Esta quinta-feira, intelectuais, empresários e artistas vão estar presentes num dos pátios Faculdade de Direito da Universidade de São Paulo para defender outro manifesto inspirado no grito de guerra de 1977, chamado ‘Carta às mulheres e aos homens brasileiros em defesa do Estado Democrático de Direito’.
“Vivemos um momento de imenso perigo para a normalidade democrática”, adverte a proclamação de 2022, que foi assinada por mais de 800 mil pessoas de todo o espectro político. “Não há espaço para retrocessos autoritários no Brasil de hoje. A ditadura e a tortura pertencem ao passado.”
O documento não faz menção directa ao homem cujas acções inspiraram os seus autores. Mas a sua identidade é clara: o presidente de extrema-direita do Brasil, Jair Bolsonaro, que alguns temem que possa estar prestes a tentar mergulhar o país de volta à ditadura.
“Vivi sob uma ditadura e não quero viver sob outra”, reforçou Dias, que não duvida que Bolsonaro está a planear agarrar-se ao poder antes de uma eleição presidencial que parece prestes a perder.
“As sondagens mostram que será derrotado. Mas não há dúvida de que está a preparar as bases para um golpe. Acredito que quer repetir o que aconteceu no Capitólio dos Estados Unidos”, afirmou Dias.

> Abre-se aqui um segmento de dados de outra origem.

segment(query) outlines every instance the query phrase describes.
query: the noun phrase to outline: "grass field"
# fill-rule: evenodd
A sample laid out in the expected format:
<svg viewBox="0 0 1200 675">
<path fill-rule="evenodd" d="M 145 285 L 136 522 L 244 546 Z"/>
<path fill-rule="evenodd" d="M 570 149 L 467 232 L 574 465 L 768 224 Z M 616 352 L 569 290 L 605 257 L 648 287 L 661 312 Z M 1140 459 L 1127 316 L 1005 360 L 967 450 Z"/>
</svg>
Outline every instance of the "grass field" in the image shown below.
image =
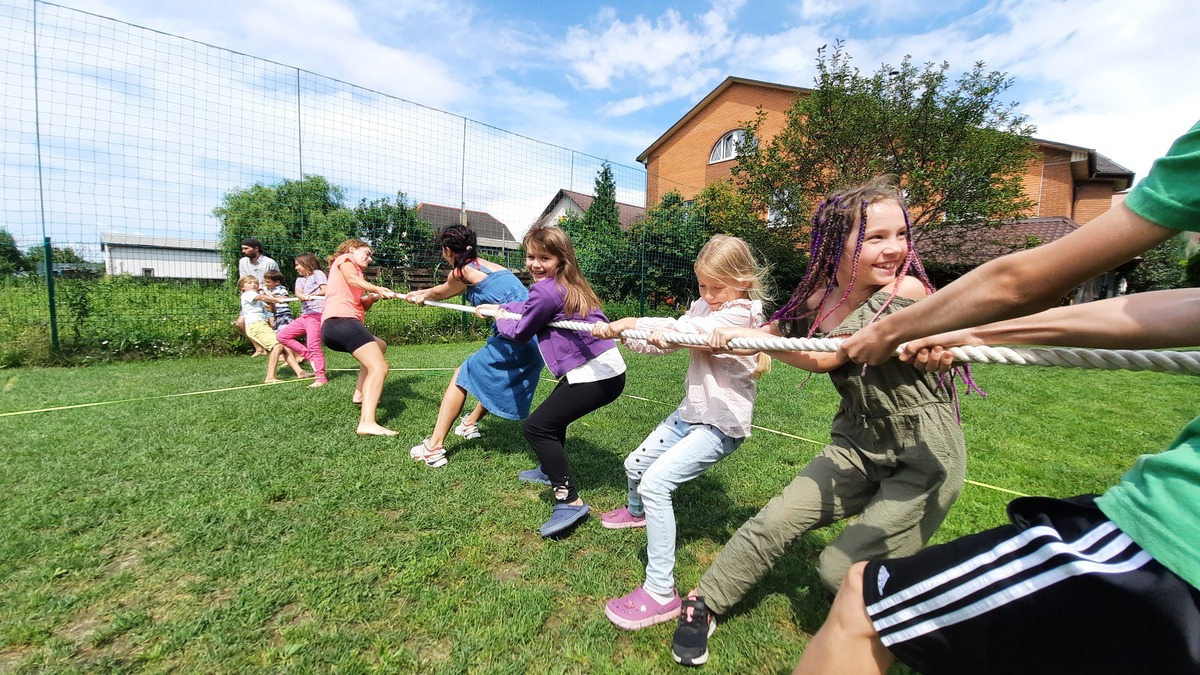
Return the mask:
<svg viewBox="0 0 1200 675">
<path fill-rule="evenodd" d="M 0 671 L 673 672 L 673 624 L 624 632 L 603 602 L 641 582 L 645 535 L 598 517 L 542 540 L 550 495 L 520 425 L 486 419 L 450 464 L 408 458 L 477 344 L 389 352 L 380 420 L 357 438 L 354 374 L 261 382 L 262 360 L 0 370 Z M 621 462 L 682 395 L 686 357 L 625 352 L 627 394 L 571 427 L 581 494 L 622 503 Z M 330 366 L 353 362 L 333 355 Z M 413 368 L 416 370 L 400 370 Z M 963 399 L 978 483 L 1102 491 L 1196 414 L 1186 376 L 979 367 Z M 756 431 L 676 495 L 681 589 L 828 438 L 828 378 L 777 365 Z M 550 389 L 543 383 L 539 400 Z M 188 392 L 211 392 L 173 396 Z M 113 402 L 31 414 L 45 408 Z M 968 484 L 935 540 L 996 525 L 1011 495 Z M 712 640 L 708 673 L 787 672 L 829 606 L 805 537 Z M 897 672 L 903 672 L 896 669 Z"/>
</svg>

Bolsonaro nunca teve problema em admitir o seu desdém pela democracia ou a sua admiração por autocratas como o general chileno Augusto Pinochet. Desde que assumiu o cargo em 2019, Bolsonaro incentivou repetidamente protestos antidemocráticos e atacou as instituições do Brasil. Chegou a convidar a esposa do mais notório torturador da ditadura para visitá-lo no palácio presidencial, chamando-o de “herói nacional”.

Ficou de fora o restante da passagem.